こうした経緯を経て、現在の聴覚障害教育では、口話一辺倒ではなく、手話も含め手話、指文字などのさまざまなコミュニケーション手段が導入されるようになってきています(*9)。
また、上農(*10)は、近年の盲学校の実情を次のように整理しています。
①従来通り口話法を堅持している聾学校(一部の私立聾学校や公立聾学校)
②口話法と対応手話を併用している聾学校(大部分の公立聾学校)
③日本手話と初期日本語のバイリンガル教育を実施している聾学校(私立明晴学園)
なお、文部科学省からは、聴覚障害教育における「言語指導」について解説した「聴覚障害教育の手引─言語に関する指導の充実を目指して─」(以下「手引」)が発行されています(*11)。
また、手話には、日本手話、日本語対応手話などさまざまな形態があるのですが、本稿ではそこまで言及できませんでした。このことについては、「手引」に記載されている内容に対する日本ろうあ連盟の意見を参照してください(*12)。
フルインクルージョン体制における聴覚障害への対応
フルインクルージョン体制をとっている国では、聴覚障害児の言語について、どのように対応しているのでしょうか。筆者は、これまで、イタリアのインクルーシブ教育について調べてきていますが、聾学校がなくなったイタリアでは、聴覚障害児者の教育という面では、さまざまな課題に直面しながら現在に至っていると受け止めています。
口話法が国際的に採択されたのは、1880年にミラノで開催された聾教育者会議においてでした。圧倒的多数で口話法が採択され,その後の各国の教育方針に多大な影響を与えたということですが、当然、イタリアでも口話法が採用されるようになりました。

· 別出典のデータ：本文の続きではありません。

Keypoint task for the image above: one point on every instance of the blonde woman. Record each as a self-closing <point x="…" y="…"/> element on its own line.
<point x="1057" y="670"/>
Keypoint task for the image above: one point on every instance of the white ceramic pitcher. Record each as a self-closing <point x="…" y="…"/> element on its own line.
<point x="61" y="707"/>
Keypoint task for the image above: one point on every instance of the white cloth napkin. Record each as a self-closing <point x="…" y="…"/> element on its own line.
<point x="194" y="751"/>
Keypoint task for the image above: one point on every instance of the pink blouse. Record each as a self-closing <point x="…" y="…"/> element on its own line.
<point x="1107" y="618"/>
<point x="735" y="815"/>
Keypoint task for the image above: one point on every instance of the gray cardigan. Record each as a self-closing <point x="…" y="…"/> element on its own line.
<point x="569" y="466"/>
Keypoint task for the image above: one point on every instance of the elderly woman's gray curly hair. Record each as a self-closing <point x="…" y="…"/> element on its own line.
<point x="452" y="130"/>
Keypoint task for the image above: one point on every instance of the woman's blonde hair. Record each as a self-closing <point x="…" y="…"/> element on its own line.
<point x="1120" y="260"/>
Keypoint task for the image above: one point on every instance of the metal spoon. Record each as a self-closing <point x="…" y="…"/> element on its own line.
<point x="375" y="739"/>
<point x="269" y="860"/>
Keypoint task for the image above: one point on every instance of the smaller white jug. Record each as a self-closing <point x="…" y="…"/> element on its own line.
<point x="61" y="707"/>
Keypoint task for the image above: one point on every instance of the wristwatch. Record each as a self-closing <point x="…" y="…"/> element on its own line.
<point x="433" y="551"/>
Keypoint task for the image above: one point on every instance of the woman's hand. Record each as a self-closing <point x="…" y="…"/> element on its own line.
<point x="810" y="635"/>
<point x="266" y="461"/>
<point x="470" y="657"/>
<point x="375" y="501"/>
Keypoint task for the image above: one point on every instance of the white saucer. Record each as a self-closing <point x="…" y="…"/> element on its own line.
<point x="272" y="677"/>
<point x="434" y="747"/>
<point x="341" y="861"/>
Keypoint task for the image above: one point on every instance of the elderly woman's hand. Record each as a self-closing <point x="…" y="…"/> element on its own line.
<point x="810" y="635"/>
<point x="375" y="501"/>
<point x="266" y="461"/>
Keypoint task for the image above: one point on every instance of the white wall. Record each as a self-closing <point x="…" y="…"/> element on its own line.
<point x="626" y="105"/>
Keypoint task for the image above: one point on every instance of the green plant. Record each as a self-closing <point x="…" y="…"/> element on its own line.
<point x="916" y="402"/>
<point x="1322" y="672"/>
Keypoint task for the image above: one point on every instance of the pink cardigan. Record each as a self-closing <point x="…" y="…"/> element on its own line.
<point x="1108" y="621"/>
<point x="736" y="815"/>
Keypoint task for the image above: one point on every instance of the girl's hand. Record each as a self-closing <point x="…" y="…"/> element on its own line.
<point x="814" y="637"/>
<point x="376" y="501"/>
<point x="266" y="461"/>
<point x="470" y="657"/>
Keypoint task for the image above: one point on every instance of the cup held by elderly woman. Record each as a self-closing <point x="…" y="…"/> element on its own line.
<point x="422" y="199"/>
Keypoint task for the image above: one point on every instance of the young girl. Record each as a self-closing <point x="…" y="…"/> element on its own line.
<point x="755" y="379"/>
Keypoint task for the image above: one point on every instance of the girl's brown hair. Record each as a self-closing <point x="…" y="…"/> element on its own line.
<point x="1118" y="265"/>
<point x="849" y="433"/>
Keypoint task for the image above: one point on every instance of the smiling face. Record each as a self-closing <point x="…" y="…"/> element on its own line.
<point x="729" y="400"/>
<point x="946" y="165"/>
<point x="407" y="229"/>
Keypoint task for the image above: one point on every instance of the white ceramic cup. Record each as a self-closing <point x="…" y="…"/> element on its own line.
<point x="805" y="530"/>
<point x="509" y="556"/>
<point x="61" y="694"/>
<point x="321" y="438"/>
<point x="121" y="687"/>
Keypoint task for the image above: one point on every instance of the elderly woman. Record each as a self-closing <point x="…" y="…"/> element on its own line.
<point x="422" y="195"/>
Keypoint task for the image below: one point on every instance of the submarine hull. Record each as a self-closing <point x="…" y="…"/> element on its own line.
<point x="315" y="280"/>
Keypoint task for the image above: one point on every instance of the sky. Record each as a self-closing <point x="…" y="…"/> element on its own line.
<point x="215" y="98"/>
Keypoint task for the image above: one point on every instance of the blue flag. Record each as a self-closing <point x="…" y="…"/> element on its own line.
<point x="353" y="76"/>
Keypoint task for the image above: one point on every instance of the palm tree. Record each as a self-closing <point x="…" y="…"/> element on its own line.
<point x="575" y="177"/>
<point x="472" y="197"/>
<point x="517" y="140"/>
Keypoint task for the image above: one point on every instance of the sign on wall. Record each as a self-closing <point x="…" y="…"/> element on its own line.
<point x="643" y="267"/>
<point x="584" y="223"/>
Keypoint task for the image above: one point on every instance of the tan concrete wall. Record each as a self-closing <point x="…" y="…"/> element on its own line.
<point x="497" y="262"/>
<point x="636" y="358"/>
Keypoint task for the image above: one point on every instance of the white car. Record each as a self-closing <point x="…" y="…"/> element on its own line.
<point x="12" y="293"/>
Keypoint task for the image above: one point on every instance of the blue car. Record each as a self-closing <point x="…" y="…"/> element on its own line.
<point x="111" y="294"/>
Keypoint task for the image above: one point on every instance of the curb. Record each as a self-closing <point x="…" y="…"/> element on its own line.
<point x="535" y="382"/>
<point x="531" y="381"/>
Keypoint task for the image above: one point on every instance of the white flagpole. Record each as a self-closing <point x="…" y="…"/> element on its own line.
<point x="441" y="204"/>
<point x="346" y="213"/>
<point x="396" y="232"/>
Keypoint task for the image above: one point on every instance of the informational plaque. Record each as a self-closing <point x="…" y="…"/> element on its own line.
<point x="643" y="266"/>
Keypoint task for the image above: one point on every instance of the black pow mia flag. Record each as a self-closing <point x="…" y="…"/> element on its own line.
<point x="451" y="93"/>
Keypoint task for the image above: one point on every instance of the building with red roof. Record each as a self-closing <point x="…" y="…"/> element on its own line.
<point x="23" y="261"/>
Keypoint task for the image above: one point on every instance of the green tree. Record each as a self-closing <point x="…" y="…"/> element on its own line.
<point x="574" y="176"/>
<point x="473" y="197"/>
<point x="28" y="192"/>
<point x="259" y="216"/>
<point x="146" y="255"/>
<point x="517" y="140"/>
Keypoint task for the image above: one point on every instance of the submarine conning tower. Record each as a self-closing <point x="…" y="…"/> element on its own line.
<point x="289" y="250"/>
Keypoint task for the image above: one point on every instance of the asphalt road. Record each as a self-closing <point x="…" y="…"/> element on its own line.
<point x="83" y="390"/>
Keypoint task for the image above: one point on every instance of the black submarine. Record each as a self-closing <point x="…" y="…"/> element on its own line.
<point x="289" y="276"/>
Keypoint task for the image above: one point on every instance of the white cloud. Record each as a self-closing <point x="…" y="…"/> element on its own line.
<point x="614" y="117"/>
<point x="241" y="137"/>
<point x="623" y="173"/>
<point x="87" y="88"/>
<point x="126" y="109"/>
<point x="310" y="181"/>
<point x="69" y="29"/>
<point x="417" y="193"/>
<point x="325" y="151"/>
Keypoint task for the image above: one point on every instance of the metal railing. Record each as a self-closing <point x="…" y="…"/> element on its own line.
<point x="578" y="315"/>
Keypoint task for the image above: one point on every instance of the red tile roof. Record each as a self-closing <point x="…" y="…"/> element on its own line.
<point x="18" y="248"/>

しかし、1970年代になって、イタリアの教育はフルインクルージョン体制にシフトしました。原則として聴覚障害がある子どもも通常の学校で学ぶようになり、状況が一変しました。聴覚障害のない保護者は通常の学校への入学を希望したものの、インクルージョンへ転換後しばらくは、聴覚障害を保障する環境は不十分な状態にありました。
また聴覚障害のある保護者は、聾学校での教育を強く希望し、学校や教育行政機関が苦慮するという事態も少なくなかったようです。実際、2000年代初頭に筆者がボローニャの関係機関やモデナの学校を訪問した際、そうした対応に取り組んでいる場面に出会ったことがありました。
こうした混乱期を経て、いくつかの聾学校は健常の児童生徒も受け入れる「逆」統合型の学校として認可を受け、聴覚障害がある子どもに配慮のある教育を行うようになってきました。それらの教育機関では、コミュニケーションツールとして手話の有用性が評価され、広く使用されるようになっています。授業がイタリア語と手話の二つの言語で行われている学校もあるようです(*13)。
また、通常の学校の中で、バイリンガルモデルを取り入れる地域も出てきています。ピエモント州のコサットという地域では、聴覚障害がある子どもの教育を通常の学校で保障するために、聴覚障害のない子どもも第2外国語として手話を学ぶというプロジェクトに取り組んでいます。このプロジェクトは1994年に保育園から開始され、その後、小学校、中学校に継続され、近年では、高等学校において数十人の聴覚障害がある生徒が、このプロジェクトの恩恵を受けているということです(*14)。
さらに、Raffaella Carchioの論文(*13)からは、ミラノでも2008年に総合学校(保育園、小・中学校)で同様のプロジェクトが開始されていることがわかりました。このプロジェクトはさらに進化して、同じクラスに複数のろう児を在籍させて、通常の学校でのインクルージョンを促進しようとしているところに特徴があります。イタリア語と手話のバイリンガルな環境の下で、ほぼ全時間にわたってコミュニケーションアシスタントが教室に存在するともに、聴覚障害担当教師が専門的に指導にあたっています。また、聴覚障害担当教師は、ろう児と直接関わるだけでなくクラスの子どもたちや教師にも手話を教えているということです。
まとめ
「東京2025デフリンピック」の開催を契機に、今回は聴覚障害とインクルージョンの話題についてトピック的に取り上げました。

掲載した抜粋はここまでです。